In early 2015, Microsoft announced its successful acquisition of Revolution Analytics, which made R available as an enterprise ready statistical and data science solution. Initially, Microsoft stated that they would be using this acquisition to seamlessly integrate the power of the R language into Microsoft SQL server and the Azure product line. Throughout the R community, there were worries about the fate of Revolution Analytics’ Revolution R Open.
Luckily, in January 2016, fears were assuaged when Microsoft announced that in addition to their enterprise R offerings that they would also be continuing to offer Microsoft R Open, the enhanced R distribution formerly known as Revolution R Open.
For both new and experienced R users, Microsoft R Open offers additional functionalities to the R language. What are these enhancements and in what situations are they useful?

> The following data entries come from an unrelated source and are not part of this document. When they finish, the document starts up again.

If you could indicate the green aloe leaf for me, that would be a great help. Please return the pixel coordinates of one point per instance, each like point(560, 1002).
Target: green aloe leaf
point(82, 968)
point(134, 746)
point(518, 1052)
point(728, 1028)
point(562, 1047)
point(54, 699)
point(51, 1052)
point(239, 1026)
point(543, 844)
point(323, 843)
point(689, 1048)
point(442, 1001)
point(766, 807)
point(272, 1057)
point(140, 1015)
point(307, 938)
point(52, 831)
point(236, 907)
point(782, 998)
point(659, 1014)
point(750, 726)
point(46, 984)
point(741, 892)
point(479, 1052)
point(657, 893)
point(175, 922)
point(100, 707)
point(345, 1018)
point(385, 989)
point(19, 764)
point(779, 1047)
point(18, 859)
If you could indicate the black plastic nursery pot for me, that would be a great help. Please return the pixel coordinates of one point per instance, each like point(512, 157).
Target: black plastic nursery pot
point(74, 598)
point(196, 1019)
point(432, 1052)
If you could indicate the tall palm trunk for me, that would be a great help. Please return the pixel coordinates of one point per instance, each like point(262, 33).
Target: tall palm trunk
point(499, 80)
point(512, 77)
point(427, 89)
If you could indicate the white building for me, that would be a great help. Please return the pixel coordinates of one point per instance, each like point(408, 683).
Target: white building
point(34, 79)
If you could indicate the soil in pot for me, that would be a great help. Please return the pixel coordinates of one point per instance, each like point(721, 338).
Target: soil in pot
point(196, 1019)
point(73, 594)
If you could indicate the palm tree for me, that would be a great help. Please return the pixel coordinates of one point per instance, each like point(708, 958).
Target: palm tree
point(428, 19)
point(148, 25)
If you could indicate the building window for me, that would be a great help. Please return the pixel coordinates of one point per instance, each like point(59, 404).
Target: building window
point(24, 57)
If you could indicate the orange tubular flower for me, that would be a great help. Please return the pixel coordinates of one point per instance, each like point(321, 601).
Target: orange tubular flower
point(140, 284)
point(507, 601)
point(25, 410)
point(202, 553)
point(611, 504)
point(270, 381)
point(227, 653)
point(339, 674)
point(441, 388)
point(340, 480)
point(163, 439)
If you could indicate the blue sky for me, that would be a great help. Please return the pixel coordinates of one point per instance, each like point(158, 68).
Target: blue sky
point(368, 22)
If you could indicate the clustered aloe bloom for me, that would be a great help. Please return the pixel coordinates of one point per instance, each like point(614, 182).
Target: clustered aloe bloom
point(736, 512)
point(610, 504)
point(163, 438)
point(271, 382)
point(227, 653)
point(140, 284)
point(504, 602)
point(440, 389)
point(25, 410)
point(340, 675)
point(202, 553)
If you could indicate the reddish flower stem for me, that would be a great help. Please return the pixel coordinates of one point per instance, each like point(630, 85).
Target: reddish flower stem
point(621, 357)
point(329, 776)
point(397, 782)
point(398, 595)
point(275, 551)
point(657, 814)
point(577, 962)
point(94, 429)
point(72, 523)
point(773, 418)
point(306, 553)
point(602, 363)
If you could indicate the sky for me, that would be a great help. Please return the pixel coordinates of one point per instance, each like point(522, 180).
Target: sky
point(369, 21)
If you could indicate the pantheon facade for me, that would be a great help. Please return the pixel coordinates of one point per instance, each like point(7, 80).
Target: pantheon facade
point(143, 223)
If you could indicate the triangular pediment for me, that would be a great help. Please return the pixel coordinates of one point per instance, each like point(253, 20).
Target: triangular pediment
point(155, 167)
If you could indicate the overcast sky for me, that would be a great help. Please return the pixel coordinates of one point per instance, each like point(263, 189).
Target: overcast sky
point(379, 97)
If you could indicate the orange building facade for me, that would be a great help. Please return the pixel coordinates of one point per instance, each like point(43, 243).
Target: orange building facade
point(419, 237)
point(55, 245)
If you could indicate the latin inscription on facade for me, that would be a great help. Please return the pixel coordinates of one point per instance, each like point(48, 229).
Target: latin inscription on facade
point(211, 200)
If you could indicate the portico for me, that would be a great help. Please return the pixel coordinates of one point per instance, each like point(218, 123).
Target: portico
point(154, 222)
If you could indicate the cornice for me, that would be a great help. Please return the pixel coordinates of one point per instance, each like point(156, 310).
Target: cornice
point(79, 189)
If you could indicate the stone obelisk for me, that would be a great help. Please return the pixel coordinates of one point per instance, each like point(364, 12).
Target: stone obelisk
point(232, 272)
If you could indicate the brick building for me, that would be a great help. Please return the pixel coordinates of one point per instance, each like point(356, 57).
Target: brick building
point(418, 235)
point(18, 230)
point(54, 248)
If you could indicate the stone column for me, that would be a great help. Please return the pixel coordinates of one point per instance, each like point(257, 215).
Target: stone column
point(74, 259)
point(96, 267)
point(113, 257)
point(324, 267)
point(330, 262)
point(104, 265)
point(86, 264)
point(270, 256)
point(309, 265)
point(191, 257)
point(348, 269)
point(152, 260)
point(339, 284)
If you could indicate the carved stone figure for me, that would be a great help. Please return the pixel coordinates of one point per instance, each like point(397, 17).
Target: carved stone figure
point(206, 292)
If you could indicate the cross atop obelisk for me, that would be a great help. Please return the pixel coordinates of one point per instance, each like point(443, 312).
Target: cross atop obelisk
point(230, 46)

First, Microsoft R Open contains a set of libraries to enable certain analyses to run in a multithreaded way. They state that just by enabling these packages, your machine will automatically utilize all available cores and see improvement for many common R operations, as well as any functions that use matrix operations. Depending on the operation and number of cores, you could see speed-ups of anywhere from 5x to 45x.
When R was initially conceived, it was built with single processing in mind, but as the amount of data has grown, computational power has reached it’s limits. With Microsoft R Open, you can run various matrix computations and utilize your machine’s multiple cores to see performance enhancements. These enhancements can be used directly but are also used for common analyses like regression. In the past, if you wanted to run an analysis multithreaded, you had to write custom code. Now, you can write the same code and see the performance benefits.
One frustration with R is a lack of built-in version control capabilities. Since R is an open source project with packages changing rapidly, you can be left with code that worked last week but not today. For R users in a research or enterprise setting, reproducibility of analyses is key. You might want to pass a script off to a colleague or move the script to run on a server, but the script’s behavior might change from your initial runs due to changes in the libraries you used.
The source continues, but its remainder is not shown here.